Now this will stop some infections, but the next virus thread is more serious. It requires that you only receive the email, and preview it (opening is not necessary). For a long time this was thought to be impossible, but there are already some worms using this technique. One of the most recent ones being the Wscript.KakWorm. This worm has a pretty harmless "payload", but you can probably imagine what will happen when virus writers start combining these worms, and design them to delete more critical files from your system.

These virus scripts can run automatically due to Microsoft's lacks default settings in Outlook and Outlook Express. Both use security settings that are put in place by Internet Explorer. Internet Explorer uses zones, or collections of security settings divided into Internet, Local intranet, Trusted sites and Restricted sites. Both mail programs let you set the security level to the settings for either Internet zone or Restricted sites zone.

The Internet zone is the standard security settings you use at a random Web site. The Restricted sites zone is set up with what Microsoft calls "high security", but it has a fatal setting which we'll have to correct!

Because of the existence of email viruses, you would think that email would be considered more dangerous than the typical Web site you would be visiting. So you would think that the default for mail should be Restricted Sites but it isn't - the default is Internet zone (both Outlook and Outlook Express).

Another mistake here is that both zones are set to allow embedded active scripts to run with no questions asked. There are two other choices if you customize a zone: Disable and Prompt, the default is called Enable. Disable has scripts not run and Prompt asks you if you want the script to run. This is unreasonable for use on the Web; too many sites have VisualBasic scripts and/or Javascripts on their pages, making up essential parts of the page (navigation), so it's impractical to totally turn Active scripting off or even to be continually prompted if you want to run these scripts. But for the Restricted Zone which Internet Explorer describes as This zone contains Web sites that could potentially damage your computer or data, one should have scripts disabled.

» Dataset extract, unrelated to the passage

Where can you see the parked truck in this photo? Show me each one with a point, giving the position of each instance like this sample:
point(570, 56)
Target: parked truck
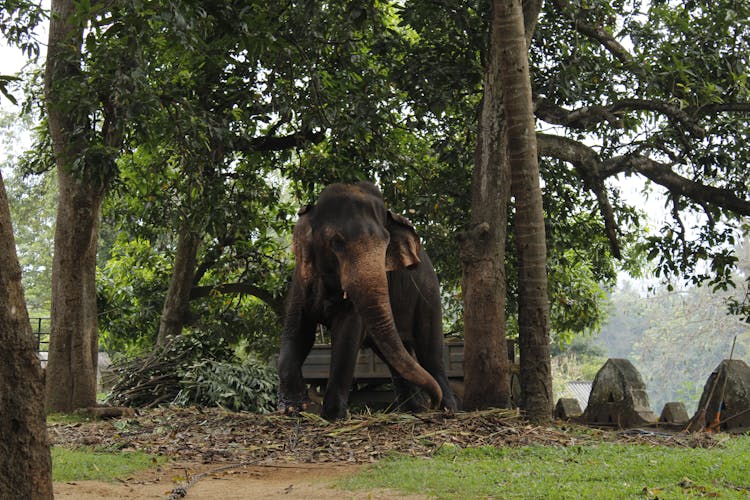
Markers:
point(372, 378)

Now for more secure email, make these two changes:

  1. Change the Security Zones to Restricted sites zone: In Outlook, select Tools > Options and select the Security tab. On that tab there is a dropdown menu in the center panel labeled Zone:. In this dropdown menu, select Restricted Sites. In Outlook Express, you also go to the Tools | Options, select the Security tab, and check the radio button for Restricted sites zone.
  2. Adjust the Restricted sites setting to disable Active Scripting: With Outlook, you can access the detailed security settings by clicking the button marked Zone Settings on Outlook's menu under Tools > Options, Security tab. Or with either program, you can open the Internet Properties from Start > Settings > Control Panel > Internet Options. Select the Security tab, select the Restricted sites icon and click on the Custom Level button. Scroll down to the fourth item from the end which is under the heading Scripting. There you'll find Active scripting. Microsoft's reckless default is Enable. Change that to Disable.


    Internet Properties > Security

    Disable Active Scripting

The changes above won't guarantee you will never have a problem, bu they will certainly make it a whole less likely. Keep your anti-virus software up-to-date, and make it a practice never to open unknown attacachments, especially from people you don't know. Happy emailing!!!